Companies involved in the marketing of one of the drugs said they had no option but to seek a judicial review of how the National Institute for Health and Clinical Excellence (Nice) reached its conclusions.
Nice rejected an appeal last month over its guidance that states that sufferers with early or late-stage Alzheimer's disease should not have access to Aricept (donepezil), Reminyl (galantamine) or Exelon (rivastigmine).
Another drug, Ebixa (memantine), is only to be used in clinical studies for people with moderately severe to severe Alzheimer's disease.
Eisai, the licence holder of Aricept, and Pfizer, its co-promotion partner, said that Nice had been informed that the companies intended to apply for a judicial review.

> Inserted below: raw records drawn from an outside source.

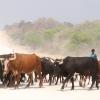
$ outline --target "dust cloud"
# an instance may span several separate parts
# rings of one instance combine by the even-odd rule
[[[31,53],[29,47],[15,44],[5,31],[0,31],[0,54],[9,54],[13,50],[17,53]]]

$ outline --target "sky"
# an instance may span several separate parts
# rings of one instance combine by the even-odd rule
[[[0,0],[0,28],[52,17],[73,24],[100,20],[100,0]]]

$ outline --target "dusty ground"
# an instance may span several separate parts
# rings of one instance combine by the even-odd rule
[[[26,83],[25,83],[26,84]],[[38,87],[38,83],[34,83],[29,88],[24,88],[25,84],[21,84],[18,89],[0,88],[1,100],[99,100],[100,90],[95,87],[92,90],[79,87],[75,83],[75,90],[70,90],[70,84],[63,91],[60,90],[62,84],[49,86],[44,83],[42,88]]]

The companies said they believed the decision-making process was "unfair" because Nice had repeatedly refused to "disclose a fully working version of the cost effectiveness model used to determine the value of treatment in patients with mild Alzheimer's disease".

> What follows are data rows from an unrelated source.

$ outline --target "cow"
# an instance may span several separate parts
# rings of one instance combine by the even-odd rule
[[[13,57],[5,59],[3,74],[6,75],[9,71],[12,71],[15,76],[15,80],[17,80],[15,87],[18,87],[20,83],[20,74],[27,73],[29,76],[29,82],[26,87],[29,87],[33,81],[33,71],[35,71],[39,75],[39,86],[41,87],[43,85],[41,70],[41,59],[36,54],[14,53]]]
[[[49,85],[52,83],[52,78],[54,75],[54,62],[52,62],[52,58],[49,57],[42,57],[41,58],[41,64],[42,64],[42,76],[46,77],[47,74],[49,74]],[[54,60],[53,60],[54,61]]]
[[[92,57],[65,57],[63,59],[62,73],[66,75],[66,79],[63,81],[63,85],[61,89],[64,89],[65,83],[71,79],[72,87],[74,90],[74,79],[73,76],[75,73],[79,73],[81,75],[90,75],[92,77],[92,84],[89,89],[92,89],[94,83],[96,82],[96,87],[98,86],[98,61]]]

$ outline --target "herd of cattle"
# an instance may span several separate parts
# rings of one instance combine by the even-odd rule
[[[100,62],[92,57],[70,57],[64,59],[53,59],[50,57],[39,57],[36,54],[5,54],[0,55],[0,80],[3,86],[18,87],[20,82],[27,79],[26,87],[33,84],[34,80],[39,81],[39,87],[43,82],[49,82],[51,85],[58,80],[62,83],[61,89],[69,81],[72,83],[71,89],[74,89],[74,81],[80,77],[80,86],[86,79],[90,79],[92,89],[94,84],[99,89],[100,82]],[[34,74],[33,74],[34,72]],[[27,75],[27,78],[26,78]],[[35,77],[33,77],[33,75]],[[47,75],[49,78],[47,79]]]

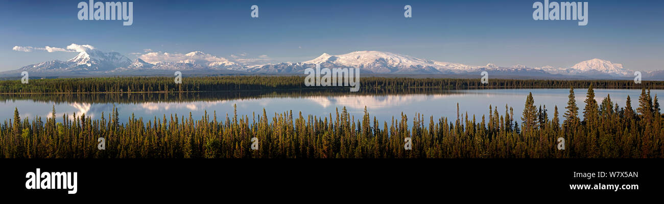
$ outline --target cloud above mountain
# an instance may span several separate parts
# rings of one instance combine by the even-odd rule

Furthermore, the companies said, many of the conclusions in Nice's final guidance "cannot be supported legally, or are irrational".

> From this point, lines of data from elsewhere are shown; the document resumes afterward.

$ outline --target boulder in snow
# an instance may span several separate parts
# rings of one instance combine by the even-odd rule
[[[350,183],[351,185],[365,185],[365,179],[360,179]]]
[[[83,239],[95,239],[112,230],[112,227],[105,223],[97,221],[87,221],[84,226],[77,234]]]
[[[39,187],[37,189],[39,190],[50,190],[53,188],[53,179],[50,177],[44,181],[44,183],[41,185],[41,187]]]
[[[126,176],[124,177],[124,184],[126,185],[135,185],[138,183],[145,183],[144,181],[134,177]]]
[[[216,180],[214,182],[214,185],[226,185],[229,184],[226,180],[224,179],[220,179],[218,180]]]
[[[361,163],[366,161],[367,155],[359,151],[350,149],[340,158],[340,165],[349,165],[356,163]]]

The companies said they were calling on Nice to withdraw the current guidance and postpone issuing it to the NHS, which is scheduled for later this month.
It said Nice should "disclose a fully transparent working version of the calculations used in the cost-effectiveness model for independent evaluation and comment".
Furthermore, it should develop new guidance "using both a more accurate cost effectiveness model and data".